Вопрос становится затруднительнее, когда дело идет о заведениях высшего разряда. Высшие школы и университеты не могут учреждаться и содержаться средствами отдельных лиц. Обыкновенно с этою целью составляются постоянные общества; главную же роль играет тут церковь. Частным лицам при хорошем устройстве государственных школ и при надлежащей свободе преподавания нет никакого интереса конкурировать с последними; для церкви же в высшей степени важно иметь влияние на воспитание юношества, особенно там, где светское преподавание идет вразрез с церковными стремлениями. Известно, что по этому поводу во Франции в течение последних пятидесяти лет шла постоянная борьба между католическим духовенством и Университетом. Духовенство и его сторонники, ссылаясь на свободу преподавания, требовали для себя права учреждать особые школы, рядом с государственными. В 1850 г. это стремление осуществилось относительно средних школ, в 1873 г. относительно высших. В Бельгии уже прежде основаны были два свободных университета, католический и либеральный.

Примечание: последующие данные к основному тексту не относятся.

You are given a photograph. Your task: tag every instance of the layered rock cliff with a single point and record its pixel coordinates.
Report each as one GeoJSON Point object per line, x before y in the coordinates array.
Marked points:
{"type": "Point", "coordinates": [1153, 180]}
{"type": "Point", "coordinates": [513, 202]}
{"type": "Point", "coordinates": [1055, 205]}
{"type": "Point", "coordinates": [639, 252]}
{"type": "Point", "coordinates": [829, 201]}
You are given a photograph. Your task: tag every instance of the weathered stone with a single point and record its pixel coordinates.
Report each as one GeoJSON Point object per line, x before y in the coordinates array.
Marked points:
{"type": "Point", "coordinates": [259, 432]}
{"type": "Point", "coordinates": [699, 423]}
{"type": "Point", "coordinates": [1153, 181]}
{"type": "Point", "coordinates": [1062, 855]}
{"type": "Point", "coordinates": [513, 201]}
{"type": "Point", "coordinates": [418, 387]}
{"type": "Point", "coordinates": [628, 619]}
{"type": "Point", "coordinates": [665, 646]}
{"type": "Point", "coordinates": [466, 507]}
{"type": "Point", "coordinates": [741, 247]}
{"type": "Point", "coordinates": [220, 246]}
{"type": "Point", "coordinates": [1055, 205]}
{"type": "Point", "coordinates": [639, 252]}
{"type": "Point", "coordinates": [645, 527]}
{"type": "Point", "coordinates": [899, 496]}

Противники этой системы указывают на то, что при таком устройстве высшее преподавание получает крайне одностороннее направление; граждане воспитываются в исключительном духе партий, в ущерб общественному единению. Этому доводу невозможно отказать в значительной вескости. Воспитание в духе партий нельзя признать желательным. Нормальный порядок состоит в том, что образованное юношество стекается в высшие учебные заведения и получает в них воспитание однородное, что не исключает различия направлений в среде преподавателей и учащихся. Дело государства - предоставить преподаванию достаточно широкую свободу, для того чтобы различные взгляды, совместные с общественным порядком, находили в нем своих представителей. Из борьбы мнений вытекает крепкий общий дух, который юноши выносят с собою из школы и переносят в жизнь. Но, с другой стороны, нельзя не признать, что когда раздвоение существует в жизни, трудно помешать ему проявиться и в школе. Свободное государство не может отказать церкви в праве действовать путем свободы на воспитание. При таких условиях допущение конкурирующих школ составляет зло неизбежное, которое имеет однако и свою хорошую сторону, ибо конкуренция заставляет самое государство заботиться о поднятии своих школ, которые при монополии легко могут погрузиться в рутину. И тут надобно сказать, что это вопрос не права, а политики. Право государства не только учреждать высшие учебные заведения, но и не допускать конкуренции в видах общественной пользы, едва ли может быть оспорено. Но не всегда полезно пользоваться своим правом. В свободном обществе исключение свободы может быть оправдано лишь в крайних случаях.
На основании всего сказанного мы можем, наконец, решить вопрос, поставленный в предыдущей книге: каково нормальное отношение государства к промышленности вообще и к интересам рабочего класса в особенности?
Известно, что в прежние времена регламентация промышленности доходила в европейских государствах до крайних размеров. Такой способ действия оправдывался тем, что при цеховом устройстве промышленность составляла привилегию. Раздавая или поддерживая привилегии, государство естественно должно было заботиться о том, чтобы потребности публики удовлетворялись как следует, иначе эта система обратилась бы в орудие вымогательства. Кроме того в правительственной регламентации видели и способ воспитания промышленности. Такова была точка зрения меркантильной системы. Но с водворением промышленной свободы все это миновало. Теперь государство не вмешивается уже в производство. Тем не менее оно сохраняет возможность сильнейшим образом действовать на промышленность теми средствами, которые находятся у него в руках и которых нельзя у него оспаривать. Эти средства суть пути сообщения и международные сношения.